On Feb. 5, a three-year police veteran Richard Scalf was shot by a suspect who cops just nabbed in a prostitution sting.
      
It happened at Chene and Hendrie streets on Detroit's east side when Scalf exchanged gunfire with the suspect, but the suspect's shot severed the officer's finger and as he dropped his weapon, another shot struck him in the left shoulder, through a gap in his vest - which he died from.

"I said please, be careful, you got a dangerous job," said Richard's father, Ronnie Scalf, at the time.

"There's not a day where you don't think about it," said Officer Lashanna Potts.

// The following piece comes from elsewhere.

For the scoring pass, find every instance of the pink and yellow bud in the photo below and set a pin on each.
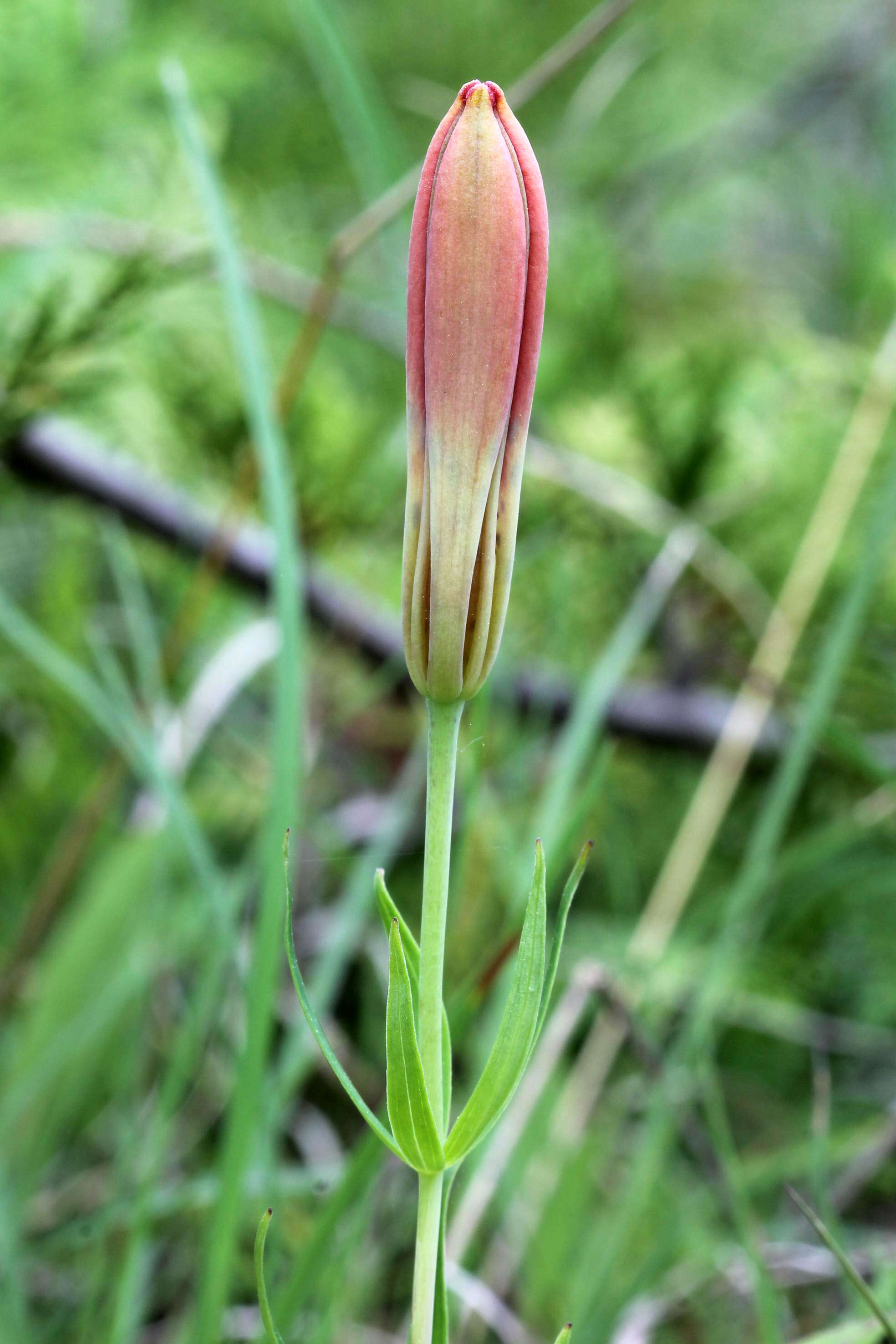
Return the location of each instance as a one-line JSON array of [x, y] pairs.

Officer Potts was Scalf's decoy, 21 years ago.  She relives the scene hearing the rapid shots, knowing that, as a prostitution decoy, she had no gun, she had no vest.

"Why did he take a bullet and not me, because I was the officer that got the case. Why didn't I just let that guy go," Potts said. "I contemplated suicide."

Fallen Detroit Police Officer Richard Scalf

It hasn't been easy since Feb 5th, 1999. But she survived. How?

"I have to say it was God, it was my family," Potts said. "My mother was on a job at the time was and she sought psychiatric help for me."

Instead, she is now Capt. Potts of the Sixth Precinct - and she is a participant in the Detroit Police Department's Peer Support Unit. 

"Giving back to officers who face trauma is very important for me," she said.

Potts is part of Tuesday's "Day of Resilience” at Wayne State University for roughly 70 police officers and civilians there to understand how police officers need coping skills and mental health inspiration. 

"With law enforcement we don't get over our trauma, we learn to cope with it and I think that's the stigma of why officers currently don't try to seek help," said Sgt. Anthony Potts, Lashanna's husband.

But officers can seek help. The Peer Support Unit has now become the mission of Mr. and Mrs. Potts, who has been married for 18 years now and have three kids - but no police officers.

"If they would come home tomorrow and say 'Yeah I think I want to be a police officer,’ we would support them," Anthony said.

And right now, they are supporting every officer through peer support.